Here, the tests never covered the final else branch. This makes sense: this line only happens if parentNode was null and propLiteral had 0 members. Except propLiteral will always have at least 1 member (@id) when it has no parent.

The other interesting part about this branch, by the way, is that propLiteral is itself a type literal node. Therefore, if propLiteral.members.length === 0, it would be equivalent to the node being returned in line 25, an empty type literal node.

Here, the fix was simple:

-    } else if (propLiteral.members.length > 0) {
-      return propLiteral;
     } else {
-      return createTypeLiteralNode([]);
+      return propLiteral;
     }

Reflections on 100

While getting to 100 involved making some sacrifices, it also allowed me to:

  • fix a lot of bugs,
  • catch and fix redundancies in my code,
  • reason about my unreachable code,
  • delineate thoughtfully between error cases and assertions, and
  • thoughtfully shift run-time assertions into compile-time guarantees.

Was it worth it? One way to take a crack at this is to quantify the harm of the downsides and compare it to the gain from the upsides. Using this method, for me, getting to 100 is clearly a net positive.

The real question, however, is not only whether the downsides are worth the upsides: but whether the upsides could have been achieved without the downsides. This, I think, is where the real opposition to 100% test coverage comes from.

I think I could achieved some of these downsides by looking at test coverage runs without obsessing over getting to 100%. Maybe most, I’m not sure. Yet, I find it true that:

  • obsessing over every single uncovered line helped me think about reachability in a way I wouldn’t have if I just glanced at an unreached line;
  • some of the interesting cases outlined above might not have been caught in a sea of red.

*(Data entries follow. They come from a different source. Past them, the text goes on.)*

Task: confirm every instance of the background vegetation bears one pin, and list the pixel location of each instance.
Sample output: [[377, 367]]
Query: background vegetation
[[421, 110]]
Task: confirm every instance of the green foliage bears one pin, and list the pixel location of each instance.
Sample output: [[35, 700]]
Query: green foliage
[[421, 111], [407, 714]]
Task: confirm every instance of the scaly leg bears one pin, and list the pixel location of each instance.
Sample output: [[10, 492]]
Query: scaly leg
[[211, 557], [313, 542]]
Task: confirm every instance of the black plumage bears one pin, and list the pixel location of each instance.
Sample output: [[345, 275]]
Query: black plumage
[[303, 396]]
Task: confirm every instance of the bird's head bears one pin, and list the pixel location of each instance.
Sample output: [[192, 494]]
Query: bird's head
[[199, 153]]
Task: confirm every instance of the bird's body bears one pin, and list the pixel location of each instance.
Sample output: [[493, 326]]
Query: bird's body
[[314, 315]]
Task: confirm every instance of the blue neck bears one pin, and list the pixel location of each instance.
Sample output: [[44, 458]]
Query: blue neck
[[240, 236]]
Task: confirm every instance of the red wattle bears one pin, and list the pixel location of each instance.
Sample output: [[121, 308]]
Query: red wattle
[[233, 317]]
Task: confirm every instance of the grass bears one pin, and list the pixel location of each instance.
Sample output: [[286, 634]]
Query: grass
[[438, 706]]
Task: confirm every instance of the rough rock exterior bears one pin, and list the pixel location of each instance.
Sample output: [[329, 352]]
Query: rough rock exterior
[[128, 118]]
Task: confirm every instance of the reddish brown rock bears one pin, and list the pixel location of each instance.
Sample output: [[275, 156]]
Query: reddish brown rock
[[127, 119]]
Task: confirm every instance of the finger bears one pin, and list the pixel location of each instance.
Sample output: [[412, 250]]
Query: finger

To me, a lot of the interesting reflections I have had over the code, and a lot of the interesting changes I made to the code, seem like they would have been hard to spot and truly think about if I wasn’t already at 95% coverage.

Ultimately, my sense is that 100% test coverage is definitely a useful exercise to do at least once. It’s likely also a useful exercise to do more than once. For me and schema-dts, I’ll be keeping it at 100% test coverage. How can I not, after all? “100” is just a really, really nice number.